On Halloween of 1991, Minnesota’s first snowfall of the season brought 28 inches. It shut down the cities for three days because the snow removal equipment hadn’t been ready to go. At some point during our forced hibernation, my father called to say that he wanted to buy me cross-country skis. If I was going to live in that weather, I should make the most of it.
Fred and I immediately went to REI and bought the works. Skis, boots, poles, and proper ski wear, from polypropylene long underwear to wool socks and liners. We went to a brief orientation and took a few lessons. We are nothing if not by the book.
We didn’t know how spoiled we were in Minnesota. Every golf course, every city and county park, and every state park has groomed trails. We could buy an inexpensive statewide ski pass that let us use any trails for just the cost of parking. Fresh snow fell a couple of times a week and it never really got warm enough for the snow to get melty, so conditions were always good (if you didn’t mind the cold).
Fred was instantly good at skiing. Me, not so much. It took many tries to get the right feel, and hills terrified me—going up or going down. Still, we didn’t have kids, and we had ample opportunity, and I improved.
Then we moved east and had kids, and that was the end of skiing for a while. I’m not the parent who could throw a kid on my back or on some sort of sled and take them along. I was also appalled that there were so few ski areas with groomed trails and that the few that existed were expensive. Wasn’t this Western Mass, heaven for outdoorsy people?
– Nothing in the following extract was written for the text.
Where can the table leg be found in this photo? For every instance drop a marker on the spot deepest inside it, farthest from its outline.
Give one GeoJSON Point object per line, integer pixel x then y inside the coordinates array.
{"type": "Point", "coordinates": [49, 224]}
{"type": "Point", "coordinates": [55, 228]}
I’m a little embarrassed about how long it took me to realize I could ski in the cemetery across the street from my house. To me, skiing meant packing everything into the car with snacks and making a day of it. Who knew that you could just walk up the street with skis thrown over your shoulder?
So now, when the conditions are right, I can ski anytime. I still have to get over myself—the me that dreads the effort of getting everything together to head outside. There’s the stress of figuring out how many layers to wear, so that I don’t freeze on the way out and start roasting within 15 minutes. Which hat won’t get too itchy? Which gloves will go on and off easily when I have to blow my nose? Once I get dressed, I then have work up the nerve to walk outside in my ridiculous snow pants and jacket. They are perfect for skiing: lightweight, water repellent, and with lots of pockets. But they’re grape gum purple with teal piping. This is what happens when you buy your ski clothes in the early ‘90s. I’d replace them, but the damn things won’t wear out and they serve their purpose so well.
From there, it’s remembering the proper neckwear, the Chapstick, the Kleenex, and my phone, and getting out the door.
But once I’m there. Oh.
I may ski with quiet or with music. Sometimes, I can ski in trails that someone else has cut, seeing where their path takes me. Sometimes I have to cut trails myself, even though it can be like hiking with big sticks on my feet. But once I create a track around the cemetery, I can go over it again and again, and finally get a good glide on.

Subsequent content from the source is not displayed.